Project Description

Communicating the COVID-19 Crisis

A Comparative Analysis of Crisis Communication by Governments and Heads of State 



Wider research context / theoretical framework
Crisis are determined by their unexpected nature and are singular events, which are usually temporarily and geographically limited. Therefore, comparative studies on political crisis communication are scarce. The global scale and massive impact of the COVID-19 crisis provide an unprecedented opportunity for a large-n, comparative study that systematically compares the strategies of crisis communication and for making robust inferences about factors that influence the nature of these strategies.

Hypotheses/research questions /objectives
With this project, we examine the strategies of communication that governments and heads of state used in televised press conferences to steer their countries through the immediate phase of the COVID-19 crisis through a combination of three analytic decisions: we analyze press conferences as the most important means of communication, focus on governments and heads of state as the most important political actors, and select the immediate phase of the COVID-19 crisis as a distinct time frame. We seek to answer two research questions:

1. Which strategies of crisis communication did governments and heads of state choose in the immediate phase of the COVID-19 crisis?
2. Which factors influence the crisis communication strategies of governments and heads of state?
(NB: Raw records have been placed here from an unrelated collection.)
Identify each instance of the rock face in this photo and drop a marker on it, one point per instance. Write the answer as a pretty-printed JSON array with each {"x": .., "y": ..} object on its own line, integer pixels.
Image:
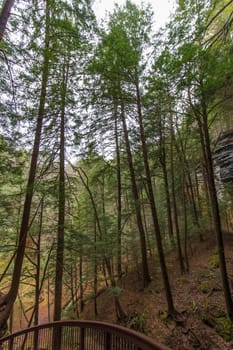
[{"x": 223, "y": 156}]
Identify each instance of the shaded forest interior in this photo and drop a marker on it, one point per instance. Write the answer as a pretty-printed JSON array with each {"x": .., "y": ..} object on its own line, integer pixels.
[{"x": 116, "y": 163}]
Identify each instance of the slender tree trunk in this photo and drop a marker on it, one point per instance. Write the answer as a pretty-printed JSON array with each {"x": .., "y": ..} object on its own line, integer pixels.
[
  {"x": 8, "y": 300},
  {"x": 173, "y": 192},
  {"x": 166, "y": 184},
  {"x": 81, "y": 281},
  {"x": 61, "y": 213},
  {"x": 170, "y": 304},
  {"x": 145, "y": 268},
  {"x": 119, "y": 206},
  {"x": 6, "y": 9},
  {"x": 38, "y": 251},
  {"x": 216, "y": 214},
  {"x": 95, "y": 270}
]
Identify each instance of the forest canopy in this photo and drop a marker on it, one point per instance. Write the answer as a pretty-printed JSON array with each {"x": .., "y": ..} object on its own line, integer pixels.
[{"x": 116, "y": 146}]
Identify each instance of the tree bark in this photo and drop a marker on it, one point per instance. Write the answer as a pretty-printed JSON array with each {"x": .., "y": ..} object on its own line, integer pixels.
[
  {"x": 61, "y": 213},
  {"x": 6, "y": 9},
  {"x": 145, "y": 268},
  {"x": 6, "y": 303},
  {"x": 169, "y": 298}
]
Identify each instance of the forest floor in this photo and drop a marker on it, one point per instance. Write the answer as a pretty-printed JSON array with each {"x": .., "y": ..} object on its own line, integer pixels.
[{"x": 198, "y": 296}]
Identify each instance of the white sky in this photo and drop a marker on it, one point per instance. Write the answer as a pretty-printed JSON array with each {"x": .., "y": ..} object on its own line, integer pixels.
[{"x": 161, "y": 8}]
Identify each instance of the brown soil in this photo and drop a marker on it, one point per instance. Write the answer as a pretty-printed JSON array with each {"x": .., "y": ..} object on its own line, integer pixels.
[{"x": 198, "y": 298}]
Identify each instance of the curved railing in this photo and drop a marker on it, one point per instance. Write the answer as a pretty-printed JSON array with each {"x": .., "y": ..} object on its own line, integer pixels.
[{"x": 78, "y": 335}]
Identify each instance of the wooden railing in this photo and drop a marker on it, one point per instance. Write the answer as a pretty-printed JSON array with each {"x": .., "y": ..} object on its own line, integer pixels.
[{"x": 78, "y": 335}]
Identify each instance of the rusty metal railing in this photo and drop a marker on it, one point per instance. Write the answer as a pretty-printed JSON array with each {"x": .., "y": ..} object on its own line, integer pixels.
[{"x": 78, "y": 335}]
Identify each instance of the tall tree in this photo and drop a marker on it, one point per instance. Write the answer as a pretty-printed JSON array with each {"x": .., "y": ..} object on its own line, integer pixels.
[
  {"x": 5, "y": 13},
  {"x": 8, "y": 300}
]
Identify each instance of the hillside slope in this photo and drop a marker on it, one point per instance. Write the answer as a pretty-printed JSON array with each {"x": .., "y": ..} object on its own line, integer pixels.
[{"x": 198, "y": 297}]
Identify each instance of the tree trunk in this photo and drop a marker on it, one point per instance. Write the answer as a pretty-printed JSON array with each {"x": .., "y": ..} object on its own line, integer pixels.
[
  {"x": 171, "y": 308},
  {"x": 166, "y": 185},
  {"x": 8, "y": 4},
  {"x": 145, "y": 268},
  {"x": 173, "y": 192},
  {"x": 61, "y": 213},
  {"x": 119, "y": 206},
  {"x": 8, "y": 300}
]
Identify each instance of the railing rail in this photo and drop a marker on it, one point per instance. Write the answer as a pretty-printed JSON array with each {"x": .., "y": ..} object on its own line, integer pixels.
[{"x": 78, "y": 335}]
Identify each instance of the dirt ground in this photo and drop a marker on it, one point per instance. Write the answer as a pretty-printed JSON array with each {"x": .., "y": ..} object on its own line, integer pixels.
[{"x": 198, "y": 297}]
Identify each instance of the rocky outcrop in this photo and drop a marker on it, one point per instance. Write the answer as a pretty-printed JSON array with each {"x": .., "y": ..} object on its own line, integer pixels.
[{"x": 223, "y": 156}]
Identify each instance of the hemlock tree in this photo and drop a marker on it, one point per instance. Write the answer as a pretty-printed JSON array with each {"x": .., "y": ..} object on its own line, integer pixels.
[{"x": 7, "y": 301}]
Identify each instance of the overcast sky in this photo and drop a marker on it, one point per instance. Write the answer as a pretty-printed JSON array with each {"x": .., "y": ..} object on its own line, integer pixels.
[{"x": 161, "y": 8}]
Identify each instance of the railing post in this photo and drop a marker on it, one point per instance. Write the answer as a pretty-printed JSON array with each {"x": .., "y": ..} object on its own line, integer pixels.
[
  {"x": 107, "y": 341},
  {"x": 82, "y": 338}
]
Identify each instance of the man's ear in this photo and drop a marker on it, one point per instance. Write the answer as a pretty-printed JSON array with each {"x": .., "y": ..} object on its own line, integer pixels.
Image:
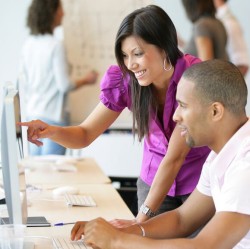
[{"x": 217, "y": 110}]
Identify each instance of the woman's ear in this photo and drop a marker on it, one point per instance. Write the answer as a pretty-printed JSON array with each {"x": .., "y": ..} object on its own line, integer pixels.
[{"x": 217, "y": 110}]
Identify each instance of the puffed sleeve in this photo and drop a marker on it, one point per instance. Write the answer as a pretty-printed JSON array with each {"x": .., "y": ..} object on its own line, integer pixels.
[{"x": 115, "y": 89}]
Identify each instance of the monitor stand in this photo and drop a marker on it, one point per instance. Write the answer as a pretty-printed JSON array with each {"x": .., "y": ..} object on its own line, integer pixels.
[{"x": 28, "y": 245}]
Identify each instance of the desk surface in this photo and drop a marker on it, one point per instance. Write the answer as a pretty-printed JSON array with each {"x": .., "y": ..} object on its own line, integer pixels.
[
  {"x": 109, "y": 206},
  {"x": 87, "y": 172}
]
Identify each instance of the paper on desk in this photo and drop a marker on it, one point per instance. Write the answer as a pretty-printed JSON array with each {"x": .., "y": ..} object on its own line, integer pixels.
[{"x": 55, "y": 162}]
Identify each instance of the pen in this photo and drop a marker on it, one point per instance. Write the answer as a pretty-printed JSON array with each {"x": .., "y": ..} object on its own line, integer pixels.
[{"x": 63, "y": 223}]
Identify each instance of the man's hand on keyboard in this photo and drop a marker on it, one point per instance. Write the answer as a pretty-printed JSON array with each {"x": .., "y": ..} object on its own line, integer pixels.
[{"x": 97, "y": 233}]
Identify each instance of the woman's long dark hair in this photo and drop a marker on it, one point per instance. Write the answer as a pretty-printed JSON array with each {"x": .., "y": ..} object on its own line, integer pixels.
[
  {"x": 154, "y": 26},
  {"x": 41, "y": 15}
]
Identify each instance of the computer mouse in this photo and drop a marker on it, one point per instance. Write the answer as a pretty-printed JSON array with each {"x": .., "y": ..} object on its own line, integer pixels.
[{"x": 60, "y": 191}]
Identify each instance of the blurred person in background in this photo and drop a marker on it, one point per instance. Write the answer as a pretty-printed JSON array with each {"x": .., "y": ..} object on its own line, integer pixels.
[
  {"x": 236, "y": 44},
  {"x": 44, "y": 72},
  {"x": 209, "y": 37}
]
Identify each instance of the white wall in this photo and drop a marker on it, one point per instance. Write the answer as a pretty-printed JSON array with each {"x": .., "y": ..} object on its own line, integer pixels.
[{"x": 176, "y": 12}]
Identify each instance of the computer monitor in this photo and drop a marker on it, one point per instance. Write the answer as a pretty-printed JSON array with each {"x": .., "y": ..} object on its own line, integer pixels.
[
  {"x": 13, "y": 175},
  {"x": 11, "y": 154}
]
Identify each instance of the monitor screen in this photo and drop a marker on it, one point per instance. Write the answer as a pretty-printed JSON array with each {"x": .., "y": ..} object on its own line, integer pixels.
[{"x": 11, "y": 154}]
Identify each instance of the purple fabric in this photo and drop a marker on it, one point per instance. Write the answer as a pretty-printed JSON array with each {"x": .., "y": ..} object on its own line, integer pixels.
[{"x": 115, "y": 95}]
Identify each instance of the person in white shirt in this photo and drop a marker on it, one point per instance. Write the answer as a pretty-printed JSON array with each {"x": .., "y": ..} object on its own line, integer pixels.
[
  {"x": 44, "y": 71},
  {"x": 212, "y": 97},
  {"x": 236, "y": 44}
]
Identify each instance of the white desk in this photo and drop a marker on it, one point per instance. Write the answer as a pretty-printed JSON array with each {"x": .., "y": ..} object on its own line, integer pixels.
[
  {"x": 87, "y": 172},
  {"x": 109, "y": 206}
]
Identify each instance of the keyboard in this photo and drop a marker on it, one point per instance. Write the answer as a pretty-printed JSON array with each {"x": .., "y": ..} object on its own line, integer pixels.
[
  {"x": 79, "y": 200},
  {"x": 63, "y": 243}
]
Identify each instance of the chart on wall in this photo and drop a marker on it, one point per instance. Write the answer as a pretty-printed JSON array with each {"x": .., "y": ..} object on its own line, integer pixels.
[{"x": 89, "y": 29}]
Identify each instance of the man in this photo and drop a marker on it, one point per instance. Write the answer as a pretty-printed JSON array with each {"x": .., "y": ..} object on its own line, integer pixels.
[
  {"x": 236, "y": 45},
  {"x": 212, "y": 96}
]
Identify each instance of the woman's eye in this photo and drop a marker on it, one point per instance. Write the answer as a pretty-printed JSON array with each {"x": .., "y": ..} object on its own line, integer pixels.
[{"x": 139, "y": 54}]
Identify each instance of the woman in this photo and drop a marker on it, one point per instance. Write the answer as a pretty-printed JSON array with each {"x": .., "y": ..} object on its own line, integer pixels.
[
  {"x": 209, "y": 37},
  {"x": 150, "y": 67},
  {"x": 45, "y": 71}
]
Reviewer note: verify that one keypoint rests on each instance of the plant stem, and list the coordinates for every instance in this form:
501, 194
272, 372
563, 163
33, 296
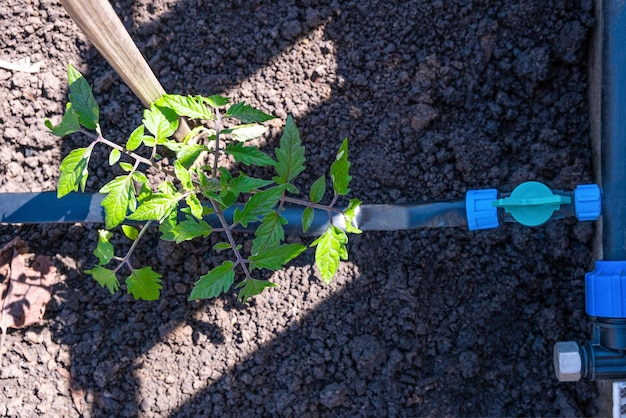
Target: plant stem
136, 157
126, 259
231, 239
216, 153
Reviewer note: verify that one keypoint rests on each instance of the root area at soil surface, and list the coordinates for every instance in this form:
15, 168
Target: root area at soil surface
436, 98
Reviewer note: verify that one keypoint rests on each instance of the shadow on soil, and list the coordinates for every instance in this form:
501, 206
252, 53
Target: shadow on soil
395, 334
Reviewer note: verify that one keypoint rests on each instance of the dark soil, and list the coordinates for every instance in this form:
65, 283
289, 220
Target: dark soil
436, 98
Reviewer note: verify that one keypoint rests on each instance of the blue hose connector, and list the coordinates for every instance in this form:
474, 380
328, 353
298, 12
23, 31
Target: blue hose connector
481, 214
605, 289
588, 202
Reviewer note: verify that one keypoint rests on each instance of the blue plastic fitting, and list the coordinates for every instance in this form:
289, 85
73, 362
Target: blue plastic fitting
481, 214
605, 289
588, 202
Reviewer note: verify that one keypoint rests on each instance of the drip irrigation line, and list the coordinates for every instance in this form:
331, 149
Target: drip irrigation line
45, 207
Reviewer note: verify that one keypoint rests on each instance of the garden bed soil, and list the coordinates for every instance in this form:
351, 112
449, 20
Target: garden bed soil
436, 98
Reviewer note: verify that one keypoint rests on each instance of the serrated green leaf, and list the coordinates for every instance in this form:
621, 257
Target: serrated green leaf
183, 175
166, 227
339, 170
274, 257
191, 107
140, 177
126, 167
215, 282
221, 246
74, 171
104, 250
330, 249
104, 277
246, 184
114, 156
290, 155
349, 214
120, 197
269, 233
318, 189
216, 100
247, 132
156, 208
162, 122
195, 206
144, 284
167, 189
187, 154
308, 214
247, 114
252, 287
69, 124
82, 99
131, 232
135, 138
248, 155
260, 204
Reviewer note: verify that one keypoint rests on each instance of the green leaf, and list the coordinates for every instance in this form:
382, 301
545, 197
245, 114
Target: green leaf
144, 283
166, 227
246, 184
318, 189
120, 197
349, 214
269, 233
260, 204
221, 246
216, 100
252, 287
187, 154
273, 258
339, 170
114, 156
74, 172
195, 205
215, 282
82, 99
135, 138
290, 155
126, 167
307, 218
69, 124
191, 107
247, 132
104, 250
330, 248
131, 232
249, 155
156, 208
105, 277
183, 175
188, 230
162, 122
247, 114
167, 189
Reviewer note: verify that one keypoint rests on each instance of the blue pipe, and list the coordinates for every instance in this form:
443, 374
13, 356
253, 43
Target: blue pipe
604, 356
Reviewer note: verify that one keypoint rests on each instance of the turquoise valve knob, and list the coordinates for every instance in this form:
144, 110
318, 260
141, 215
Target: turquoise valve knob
532, 203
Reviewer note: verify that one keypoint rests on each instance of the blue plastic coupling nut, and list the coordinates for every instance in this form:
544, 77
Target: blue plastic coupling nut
587, 202
481, 214
605, 289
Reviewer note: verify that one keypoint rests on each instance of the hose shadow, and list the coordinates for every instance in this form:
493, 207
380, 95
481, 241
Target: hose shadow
390, 334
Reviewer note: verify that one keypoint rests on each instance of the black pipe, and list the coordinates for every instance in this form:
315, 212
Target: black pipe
44, 207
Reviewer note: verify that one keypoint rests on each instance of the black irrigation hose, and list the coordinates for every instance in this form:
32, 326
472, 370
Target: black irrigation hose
44, 207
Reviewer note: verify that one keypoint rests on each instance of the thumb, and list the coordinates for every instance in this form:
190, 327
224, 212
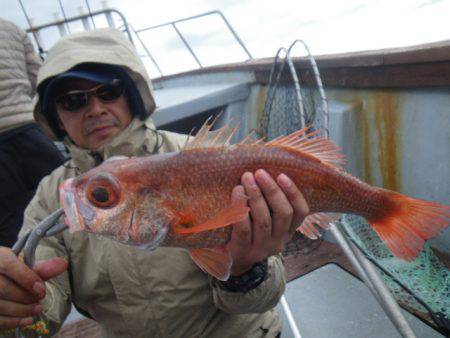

This project focuses on televised press conferences as a crucial yet understudied form of crisis communication. During the COVID-19 crisis, such press conferences were held in all the countries included in our study. We will use a combination of quantitative content analysis, discourse analysis and topic modelling to analyze crisis communication in 17 OECD countries.
Level of originality / innovation The project will lead to three original contributions: First, it enhances our knowledge of the political dimensions of the COVID-19 crisis. Second, we add to the literature by analyzing government communication strategies in a crisis of unprecedented global scale. Third, we employ an innovative data collection approach by relying on crowd-sourcing to transcribe and translate press conferences for further automated and manual text analysis.

Primary researchers involved
The project team consists of three researchers at the Department of Political Science at the University of Innsbruck. Lore Hayek (principal investigator) is an assistant professor focusing on political communication, Sarah C. Dingler is an assistant professor specializing in empirical gender research, and Martin Senn is an associate professor of International Relations.